Everyone has a favorite author. Mine is award-winning Canadian young-adult novelist Deborah Ellis, who has more than 30 titles to her name
So for me, the past weekend’s Oscars wasn’t about the glamorous actors and actresses pausing on the red carpet, or the directors/special-effects people/costume designers and whatevers sashaying up to pick up their little Oscar men. It was about the thrill of seeing a favorite writer’s work honored.
Deborah’s international bestseller The Breadwinner was turned into an animated feature film in 2017. This past weekend, it was nominated for an Oscar.
She is known for writing “challenging and beautiful works of fiction and non-fiction about children all over the world.” Her more than thirty books have won the Governor General’s Literary Award, the Ruth Schwartz Award, the Middle East Book Award, Sweden’s Peter Pan Prize, the Jane Addams Children’s Book Award and the Vicky Metcalf Award for a Body of Work. She has received the Ontario Library Association’s President’s Award for Exceptional Achievement, and she has been named to the Order of Canada.

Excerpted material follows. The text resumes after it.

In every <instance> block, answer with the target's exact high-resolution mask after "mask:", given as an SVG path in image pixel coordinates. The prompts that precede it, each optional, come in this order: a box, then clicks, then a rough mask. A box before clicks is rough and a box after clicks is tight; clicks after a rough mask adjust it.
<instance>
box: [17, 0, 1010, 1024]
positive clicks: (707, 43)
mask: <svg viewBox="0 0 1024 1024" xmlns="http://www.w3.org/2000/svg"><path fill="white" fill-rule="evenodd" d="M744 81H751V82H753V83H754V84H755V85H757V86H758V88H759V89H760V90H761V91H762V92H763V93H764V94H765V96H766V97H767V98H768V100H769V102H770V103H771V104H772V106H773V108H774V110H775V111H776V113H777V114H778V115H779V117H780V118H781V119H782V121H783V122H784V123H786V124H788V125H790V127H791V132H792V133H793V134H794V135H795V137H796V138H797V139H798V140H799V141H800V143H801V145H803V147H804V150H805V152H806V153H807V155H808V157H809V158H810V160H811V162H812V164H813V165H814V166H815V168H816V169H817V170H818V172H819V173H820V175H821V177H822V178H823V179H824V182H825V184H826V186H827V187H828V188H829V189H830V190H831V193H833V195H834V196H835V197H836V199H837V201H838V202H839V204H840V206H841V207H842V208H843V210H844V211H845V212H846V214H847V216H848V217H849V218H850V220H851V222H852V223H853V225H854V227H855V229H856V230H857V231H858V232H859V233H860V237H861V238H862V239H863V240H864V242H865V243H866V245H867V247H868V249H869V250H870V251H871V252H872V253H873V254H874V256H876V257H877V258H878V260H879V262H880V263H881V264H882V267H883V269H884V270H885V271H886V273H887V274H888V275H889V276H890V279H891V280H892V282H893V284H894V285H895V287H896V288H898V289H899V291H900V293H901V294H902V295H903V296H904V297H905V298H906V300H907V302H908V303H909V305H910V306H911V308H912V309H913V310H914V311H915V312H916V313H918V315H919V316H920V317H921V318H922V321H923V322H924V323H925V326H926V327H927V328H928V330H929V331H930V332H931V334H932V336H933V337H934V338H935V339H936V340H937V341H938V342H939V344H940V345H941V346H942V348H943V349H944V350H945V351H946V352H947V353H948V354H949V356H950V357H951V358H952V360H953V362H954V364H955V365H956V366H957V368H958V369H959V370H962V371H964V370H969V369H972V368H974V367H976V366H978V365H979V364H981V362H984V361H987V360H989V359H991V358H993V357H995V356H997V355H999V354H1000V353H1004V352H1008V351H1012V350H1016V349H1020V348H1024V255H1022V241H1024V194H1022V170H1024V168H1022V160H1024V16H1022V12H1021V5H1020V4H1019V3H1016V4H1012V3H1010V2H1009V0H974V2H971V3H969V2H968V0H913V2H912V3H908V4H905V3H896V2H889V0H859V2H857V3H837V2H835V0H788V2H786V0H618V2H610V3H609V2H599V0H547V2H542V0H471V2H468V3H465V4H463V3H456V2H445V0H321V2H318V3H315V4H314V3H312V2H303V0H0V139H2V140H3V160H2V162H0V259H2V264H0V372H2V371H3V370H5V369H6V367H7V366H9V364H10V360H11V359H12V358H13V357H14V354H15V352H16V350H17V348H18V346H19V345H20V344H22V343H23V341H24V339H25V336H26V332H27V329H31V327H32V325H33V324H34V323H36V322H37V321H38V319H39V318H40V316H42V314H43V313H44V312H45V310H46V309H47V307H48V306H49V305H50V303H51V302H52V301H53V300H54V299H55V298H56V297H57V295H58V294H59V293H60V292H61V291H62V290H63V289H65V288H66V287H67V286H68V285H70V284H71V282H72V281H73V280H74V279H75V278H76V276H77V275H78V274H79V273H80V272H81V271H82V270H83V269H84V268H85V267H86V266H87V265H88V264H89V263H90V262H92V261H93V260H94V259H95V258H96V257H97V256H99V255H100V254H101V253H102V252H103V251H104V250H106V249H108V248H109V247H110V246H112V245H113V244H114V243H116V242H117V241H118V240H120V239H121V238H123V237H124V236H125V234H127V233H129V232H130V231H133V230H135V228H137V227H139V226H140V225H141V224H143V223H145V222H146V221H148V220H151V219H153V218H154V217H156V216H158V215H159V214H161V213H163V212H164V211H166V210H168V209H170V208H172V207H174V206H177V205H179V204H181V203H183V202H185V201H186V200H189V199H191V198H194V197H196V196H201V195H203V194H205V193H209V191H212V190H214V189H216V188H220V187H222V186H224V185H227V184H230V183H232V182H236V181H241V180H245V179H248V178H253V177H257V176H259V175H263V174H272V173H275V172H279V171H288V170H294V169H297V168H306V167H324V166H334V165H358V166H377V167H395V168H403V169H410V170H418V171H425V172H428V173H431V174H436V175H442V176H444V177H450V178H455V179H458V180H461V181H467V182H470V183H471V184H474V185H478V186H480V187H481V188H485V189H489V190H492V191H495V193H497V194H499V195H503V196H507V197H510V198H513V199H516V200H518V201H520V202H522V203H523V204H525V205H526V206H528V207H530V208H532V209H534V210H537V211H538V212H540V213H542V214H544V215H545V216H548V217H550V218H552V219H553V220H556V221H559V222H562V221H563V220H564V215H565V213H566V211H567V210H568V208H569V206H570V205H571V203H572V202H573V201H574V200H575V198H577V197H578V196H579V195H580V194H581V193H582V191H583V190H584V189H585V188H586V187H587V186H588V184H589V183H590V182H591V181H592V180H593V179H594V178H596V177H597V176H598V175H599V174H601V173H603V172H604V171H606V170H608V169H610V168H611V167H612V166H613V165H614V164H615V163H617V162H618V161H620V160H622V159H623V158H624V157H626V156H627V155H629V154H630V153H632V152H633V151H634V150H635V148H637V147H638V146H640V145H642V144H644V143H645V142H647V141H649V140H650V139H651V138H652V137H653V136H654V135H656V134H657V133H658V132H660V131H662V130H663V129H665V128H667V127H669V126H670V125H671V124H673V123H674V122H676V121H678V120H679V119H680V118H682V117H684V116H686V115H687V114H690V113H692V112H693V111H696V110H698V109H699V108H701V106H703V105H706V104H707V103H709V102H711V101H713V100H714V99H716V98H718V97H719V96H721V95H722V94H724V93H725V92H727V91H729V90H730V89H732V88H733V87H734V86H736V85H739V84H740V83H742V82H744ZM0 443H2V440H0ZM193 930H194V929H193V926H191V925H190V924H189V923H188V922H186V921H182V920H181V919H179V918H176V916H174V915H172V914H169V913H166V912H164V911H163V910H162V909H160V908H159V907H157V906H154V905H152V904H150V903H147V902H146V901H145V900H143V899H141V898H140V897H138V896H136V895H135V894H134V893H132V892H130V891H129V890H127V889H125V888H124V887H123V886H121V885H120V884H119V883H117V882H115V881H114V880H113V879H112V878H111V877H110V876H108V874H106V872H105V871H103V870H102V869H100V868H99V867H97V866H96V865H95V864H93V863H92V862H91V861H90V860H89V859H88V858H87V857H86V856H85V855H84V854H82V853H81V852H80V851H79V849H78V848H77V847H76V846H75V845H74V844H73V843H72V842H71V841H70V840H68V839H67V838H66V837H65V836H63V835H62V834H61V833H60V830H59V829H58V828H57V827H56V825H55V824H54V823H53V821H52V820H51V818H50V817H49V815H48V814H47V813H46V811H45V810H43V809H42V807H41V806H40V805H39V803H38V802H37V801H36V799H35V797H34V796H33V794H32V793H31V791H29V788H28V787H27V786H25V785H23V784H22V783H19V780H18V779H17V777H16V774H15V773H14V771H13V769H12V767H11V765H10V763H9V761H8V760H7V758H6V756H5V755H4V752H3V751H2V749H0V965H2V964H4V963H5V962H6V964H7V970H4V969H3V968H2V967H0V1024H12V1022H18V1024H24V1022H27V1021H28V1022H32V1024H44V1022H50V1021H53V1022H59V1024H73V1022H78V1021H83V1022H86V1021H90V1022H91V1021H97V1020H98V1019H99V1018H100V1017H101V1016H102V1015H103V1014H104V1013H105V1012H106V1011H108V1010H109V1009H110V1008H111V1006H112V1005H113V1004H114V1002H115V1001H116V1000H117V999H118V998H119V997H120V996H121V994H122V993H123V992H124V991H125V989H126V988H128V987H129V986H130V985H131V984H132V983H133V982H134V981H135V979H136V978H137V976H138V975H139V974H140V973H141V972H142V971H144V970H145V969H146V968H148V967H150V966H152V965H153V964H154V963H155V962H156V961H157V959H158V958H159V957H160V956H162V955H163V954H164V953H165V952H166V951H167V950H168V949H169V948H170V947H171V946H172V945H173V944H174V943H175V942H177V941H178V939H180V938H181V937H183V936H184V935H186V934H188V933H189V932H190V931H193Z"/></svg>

She donates most of her royalty income to such causes as Canadian Women for Women in Afghanistan, Street Kids International, the Children in Crisis Fund of IBBY (International Board on Books for Young People) and UNICEF. She has donated more than one million dollars in royalties from her Breadwinner books alone.
And she was kind enough to write a testimonial for my novel First Descent in 2011 (“an exciting adventure, beautifully written”).
Her most recent book is Sit, which tells the stories of nine children and the situations they find themselves in, often through no fault of their own. In each story, a child makes a decision and takes action, be that a tiny gesture or a life-altering choice.
Remember that behind the glamorous scenes of the Oscars are hard-working, little-celebrated creators called writers, those who produce the books that sometimes get turned into big movies. Congratulations, Deborah, and keep them coming.